Thoughts around second order effects on text

Thoughts around second order effects on text

My friend Paulo Vasconcellos recently shared a post on LinkedIn that sparked a deep reflection for me. One specific part of his analysis regarding data quality and AI partnerships caught my extra attention:

“A practical example is GPT Image, the one from the Studio Ghibli trend. Behind it was Sora, a model trained on data from these platforms. Even when denied by executives like Mira Murati, the facts show that quality comes from access to this data, combined with the architectural quality of the model.

Quality data still exists, and in large quantities. It’s just harder to obtain access. That’s why we’ve seen major multi-million dollar partnerships between AI providers and data holders, such as the NY Times licensing content to Amazon. Those who don’t have this capability are now investing heavily in synthetic data as an alternative.”

I responded with some thoughts on what I believe will be the “second-order effects” of these shifts on text and LLMs:

Sensational reflection, Paulo. I’m still in the camp that will always bet on text, but your reflection shows how these “walled gardens” will continue to dominate online text.
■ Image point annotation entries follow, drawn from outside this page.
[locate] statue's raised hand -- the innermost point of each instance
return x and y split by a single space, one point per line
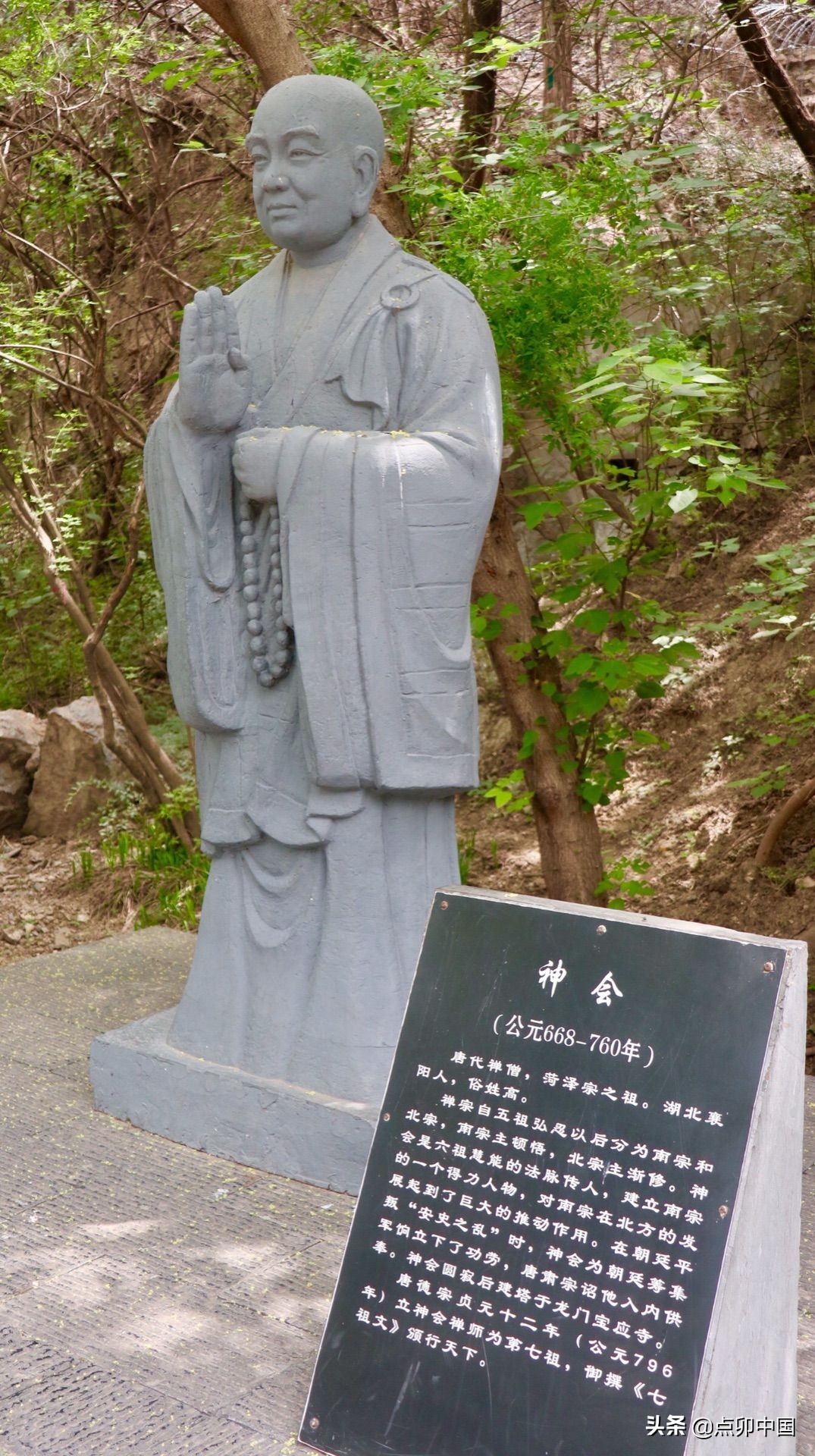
215 378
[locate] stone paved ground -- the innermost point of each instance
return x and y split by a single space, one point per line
155 1299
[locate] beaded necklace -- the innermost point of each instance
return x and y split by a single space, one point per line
272 642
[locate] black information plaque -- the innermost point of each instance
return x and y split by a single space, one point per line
538 1244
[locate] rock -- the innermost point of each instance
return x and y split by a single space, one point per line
20 736
73 753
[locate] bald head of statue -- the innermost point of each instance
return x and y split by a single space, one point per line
316 146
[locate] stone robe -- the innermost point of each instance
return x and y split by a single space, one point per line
326 800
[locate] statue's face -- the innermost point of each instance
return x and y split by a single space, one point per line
309 182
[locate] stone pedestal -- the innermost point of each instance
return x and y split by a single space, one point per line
284 1128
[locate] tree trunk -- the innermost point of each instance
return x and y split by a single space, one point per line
478 102
778 83
264 30
556 28
566 830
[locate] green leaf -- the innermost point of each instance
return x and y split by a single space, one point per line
585 702
683 500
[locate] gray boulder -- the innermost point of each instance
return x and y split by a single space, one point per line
74 764
20 736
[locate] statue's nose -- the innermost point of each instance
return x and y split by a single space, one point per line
274 181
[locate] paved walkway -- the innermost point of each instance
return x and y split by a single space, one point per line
155 1299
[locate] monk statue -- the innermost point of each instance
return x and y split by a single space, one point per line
319 485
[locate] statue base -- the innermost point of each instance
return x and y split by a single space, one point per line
259 1122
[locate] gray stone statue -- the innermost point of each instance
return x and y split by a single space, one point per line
319 485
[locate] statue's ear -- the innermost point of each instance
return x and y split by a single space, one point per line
365 168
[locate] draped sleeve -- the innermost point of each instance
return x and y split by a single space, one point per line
387 660
193 523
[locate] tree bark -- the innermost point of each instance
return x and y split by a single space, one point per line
778 83
478 102
262 28
566 832
556 28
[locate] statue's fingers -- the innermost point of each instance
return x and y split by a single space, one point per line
204 310
218 316
234 335
190 334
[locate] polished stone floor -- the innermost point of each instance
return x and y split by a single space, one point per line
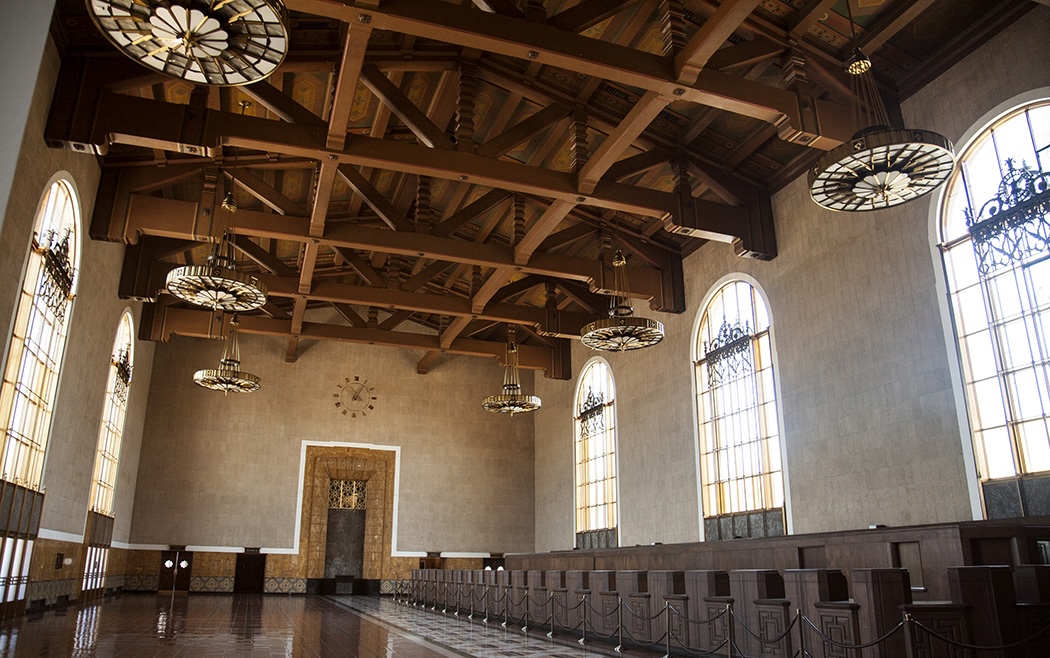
142 625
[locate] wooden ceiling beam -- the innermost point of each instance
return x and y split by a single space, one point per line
374 198
522 131
890 23
710 37
265 192
261 256
360 267
168 124
471 211
350 315
810 16
758 49
171 218
280 104
169 321
403 108
587 14
796 118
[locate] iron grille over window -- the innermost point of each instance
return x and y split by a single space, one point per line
595 450
347 494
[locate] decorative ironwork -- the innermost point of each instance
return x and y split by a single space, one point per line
227 42
56 285
729 355
592 414
229 377
347 494
622 331
511 400
1012 227
122 361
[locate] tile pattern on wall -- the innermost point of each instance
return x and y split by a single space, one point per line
49 591
467 637
135 582
285 586
211 584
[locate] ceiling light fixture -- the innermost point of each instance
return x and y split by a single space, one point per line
881 166
622 331
511 400
217 284
216 42
229 377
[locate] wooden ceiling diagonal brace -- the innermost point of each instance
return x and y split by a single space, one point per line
121 120
166 321
804 121
403 108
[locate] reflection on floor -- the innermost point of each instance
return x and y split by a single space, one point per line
143 625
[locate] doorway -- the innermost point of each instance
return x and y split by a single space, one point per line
250 574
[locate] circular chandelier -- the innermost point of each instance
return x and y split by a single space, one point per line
216 285
881 166
213 42
511 400
228 377
622 331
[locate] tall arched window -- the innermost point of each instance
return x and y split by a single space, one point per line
994 237
112 419
38 339
595 443
741 475
30 376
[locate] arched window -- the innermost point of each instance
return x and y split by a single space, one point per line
994 237
112 419
741 475
595 442
38 338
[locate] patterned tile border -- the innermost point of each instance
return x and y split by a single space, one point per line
285 586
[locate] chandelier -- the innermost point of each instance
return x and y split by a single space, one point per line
212 42
511 400
228 377
217 284
622 331
881 166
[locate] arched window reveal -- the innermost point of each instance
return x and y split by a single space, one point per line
741 476
595 448
995 242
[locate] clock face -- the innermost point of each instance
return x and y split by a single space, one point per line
355 398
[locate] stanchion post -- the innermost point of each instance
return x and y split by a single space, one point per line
550 605
729 629
667 629
620 623
801 632
909 643
583 615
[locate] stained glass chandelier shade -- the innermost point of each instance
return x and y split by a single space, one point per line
228 377
881 166
217 284
1013 227
511 400
622 331
214 42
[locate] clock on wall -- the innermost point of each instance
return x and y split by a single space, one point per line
355 397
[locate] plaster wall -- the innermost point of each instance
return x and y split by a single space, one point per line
224 471
869 418
95 317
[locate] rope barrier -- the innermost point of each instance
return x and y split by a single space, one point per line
760 638
885 637
951 642
406 591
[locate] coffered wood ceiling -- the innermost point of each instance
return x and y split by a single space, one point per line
425 173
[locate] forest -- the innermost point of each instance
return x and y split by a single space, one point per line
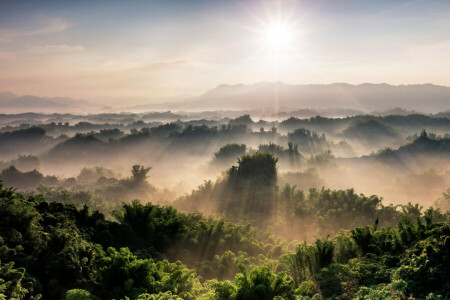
222 205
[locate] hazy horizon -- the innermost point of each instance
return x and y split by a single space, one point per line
112 52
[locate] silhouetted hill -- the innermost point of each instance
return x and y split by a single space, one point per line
28 103
365 97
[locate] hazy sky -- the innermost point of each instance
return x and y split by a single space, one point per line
147 50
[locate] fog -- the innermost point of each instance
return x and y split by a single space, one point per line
398 158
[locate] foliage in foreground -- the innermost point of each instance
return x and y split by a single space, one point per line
52 251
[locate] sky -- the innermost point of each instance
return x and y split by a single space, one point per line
154 51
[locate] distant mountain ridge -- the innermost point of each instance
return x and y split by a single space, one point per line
10 102
277 95
272 96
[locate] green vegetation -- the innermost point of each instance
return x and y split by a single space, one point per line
269 227
51 250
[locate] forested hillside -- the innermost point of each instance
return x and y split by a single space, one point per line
51 251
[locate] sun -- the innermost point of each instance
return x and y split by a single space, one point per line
278 37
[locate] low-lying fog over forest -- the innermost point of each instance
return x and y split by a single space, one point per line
398 155
224 150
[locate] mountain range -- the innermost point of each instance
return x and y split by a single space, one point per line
12 103
276 96
273 96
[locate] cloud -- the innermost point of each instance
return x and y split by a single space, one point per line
56 49
158 66
49 26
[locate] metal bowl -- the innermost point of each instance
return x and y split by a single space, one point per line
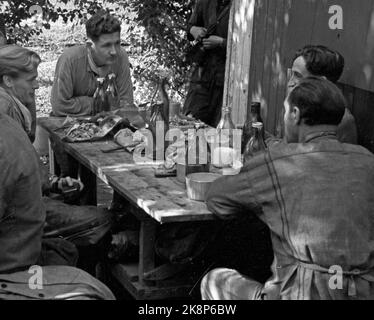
198 184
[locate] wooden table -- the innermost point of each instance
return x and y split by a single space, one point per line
157 201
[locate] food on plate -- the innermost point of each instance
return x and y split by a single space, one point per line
124 138
82 131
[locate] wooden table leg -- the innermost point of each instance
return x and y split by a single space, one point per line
146 247
89 193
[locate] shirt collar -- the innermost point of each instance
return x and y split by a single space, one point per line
92 67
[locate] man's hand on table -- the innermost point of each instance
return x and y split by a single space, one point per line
133 116
57 184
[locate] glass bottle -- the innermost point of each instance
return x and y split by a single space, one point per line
111 94
225 128
99 97
253 117
256 144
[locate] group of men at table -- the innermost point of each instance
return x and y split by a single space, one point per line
313 189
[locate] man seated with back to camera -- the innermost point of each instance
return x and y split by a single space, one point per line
317 60
316 196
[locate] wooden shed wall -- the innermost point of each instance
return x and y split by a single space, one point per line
264 37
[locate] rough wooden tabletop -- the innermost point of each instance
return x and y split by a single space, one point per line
164 199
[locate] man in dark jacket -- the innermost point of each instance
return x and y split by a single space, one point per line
209 26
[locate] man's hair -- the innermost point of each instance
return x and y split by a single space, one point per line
102 23
15 60
319 100
322 61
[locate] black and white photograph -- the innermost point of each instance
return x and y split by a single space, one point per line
180 156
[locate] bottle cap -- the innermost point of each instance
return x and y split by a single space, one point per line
257 125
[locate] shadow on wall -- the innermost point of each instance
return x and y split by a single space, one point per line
279 29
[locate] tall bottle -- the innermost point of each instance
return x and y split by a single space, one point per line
253 117
99 97
256 144
225 128
111 94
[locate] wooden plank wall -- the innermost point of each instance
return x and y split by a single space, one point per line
238 58
279 28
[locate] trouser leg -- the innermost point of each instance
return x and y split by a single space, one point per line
227 284
67 165
82 225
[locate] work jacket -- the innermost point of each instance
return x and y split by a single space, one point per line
22 214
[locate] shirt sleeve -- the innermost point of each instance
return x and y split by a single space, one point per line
8 179
124 83
232 195
196 19
62 97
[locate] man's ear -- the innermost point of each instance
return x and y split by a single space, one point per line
8 81
296 115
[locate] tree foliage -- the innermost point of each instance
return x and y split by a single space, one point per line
155 31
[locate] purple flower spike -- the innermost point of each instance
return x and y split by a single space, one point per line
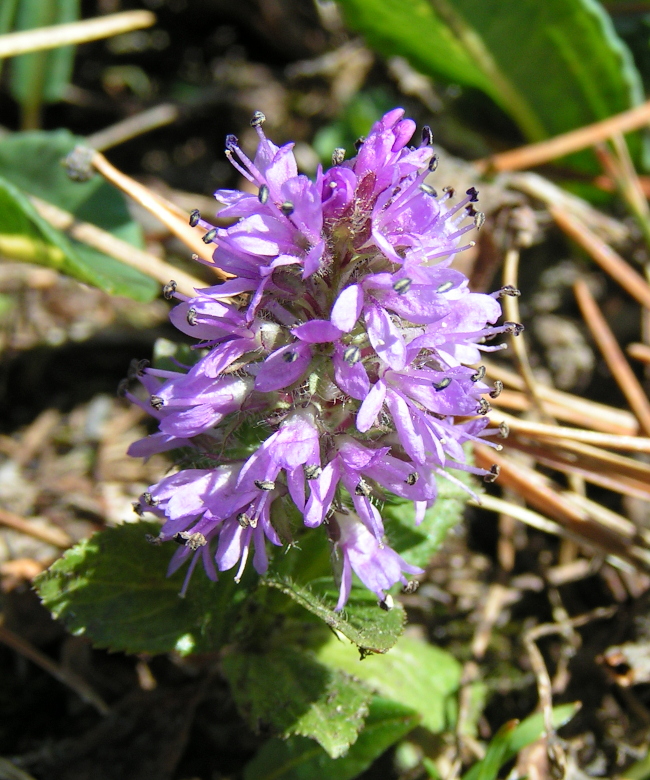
344 336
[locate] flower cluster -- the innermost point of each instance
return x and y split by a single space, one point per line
345 337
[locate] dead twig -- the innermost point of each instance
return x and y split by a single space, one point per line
613 355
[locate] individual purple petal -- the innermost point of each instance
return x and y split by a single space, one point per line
371 407
347 308
283 367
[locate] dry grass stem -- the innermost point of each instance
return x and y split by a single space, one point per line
639 352
167 213
539 153
613 354
75 683
609 260
145 262
13 44
50 534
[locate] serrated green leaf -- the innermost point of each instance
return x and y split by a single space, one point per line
113 588
415 673
31 162
295 694
362 621
501 47
513 737
417 544
299 758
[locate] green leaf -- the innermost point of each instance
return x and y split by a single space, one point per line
299 758
511 738
295 694
501 48
44 75
113 588
32 163
415 673
362 621
417 544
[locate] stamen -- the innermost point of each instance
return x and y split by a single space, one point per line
498 387
403 285
352 355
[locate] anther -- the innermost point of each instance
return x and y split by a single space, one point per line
362 488
149 500
514 327
498 387
442 384
352 355
428 190
169 289
402 285
509 289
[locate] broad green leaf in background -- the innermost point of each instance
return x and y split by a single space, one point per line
362 621
113 589
295 694
552 65
513 737
416 544
42 77
299 758
414 673
31 162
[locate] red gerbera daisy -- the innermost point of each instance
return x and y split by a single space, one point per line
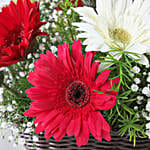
64 100
19 26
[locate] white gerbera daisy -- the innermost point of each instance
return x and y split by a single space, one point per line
119 24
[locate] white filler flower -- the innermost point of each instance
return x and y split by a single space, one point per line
118 24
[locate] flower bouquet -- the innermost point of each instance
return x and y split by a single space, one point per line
76 73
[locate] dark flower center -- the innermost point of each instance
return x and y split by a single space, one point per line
77 94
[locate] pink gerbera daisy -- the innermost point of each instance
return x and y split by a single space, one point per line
64 97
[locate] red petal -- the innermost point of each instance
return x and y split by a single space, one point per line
83 137
87 63
108 85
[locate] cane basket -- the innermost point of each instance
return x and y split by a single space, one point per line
69 143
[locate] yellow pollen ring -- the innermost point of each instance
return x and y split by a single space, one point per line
120 35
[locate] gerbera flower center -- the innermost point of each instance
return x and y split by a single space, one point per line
120 35
77 94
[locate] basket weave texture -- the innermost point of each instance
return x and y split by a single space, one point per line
69 143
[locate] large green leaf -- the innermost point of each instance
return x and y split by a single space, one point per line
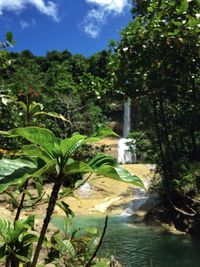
120 174
183 7
5 227
39 136
15 172
53 115
36 151
70 145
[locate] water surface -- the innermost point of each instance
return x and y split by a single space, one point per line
139 245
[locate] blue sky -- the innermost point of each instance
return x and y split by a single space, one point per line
81 26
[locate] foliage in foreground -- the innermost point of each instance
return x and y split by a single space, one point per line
54 157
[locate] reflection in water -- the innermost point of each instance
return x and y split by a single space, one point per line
138 245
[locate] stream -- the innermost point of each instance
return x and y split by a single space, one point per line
139 245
I also don’t buy into the intellectual hipsterism that suggests an industry collapse is imminent; however, I think about three specific things:

  1. Cognitive Retention: We are in uncharted waters regarding how these new forms of information transmission will affect cognitive aspects, especially knowledge retention.
  2. Linguistic Erosion: How much spoken language will affect written language, specifically in terms of further lowering lexical and grammatical barriers.
  3. Algorithmic Incentives: The alignment of incentives in audio/video production relative to the reward from the “algorithm™” of these walled gardens—specifically concerning the injection of mannerisms, speech habits, aesthetic and stylistic elements (or the lack thereof) and how this will affect knowledge production.

If I had to make a prediction, I would say that the first company or platform that manages to index, summarize, and provide the same speed that writing offers today (without all the scenic and rhetorical aspects of audio/video) will have a 1-trillion-dollar business.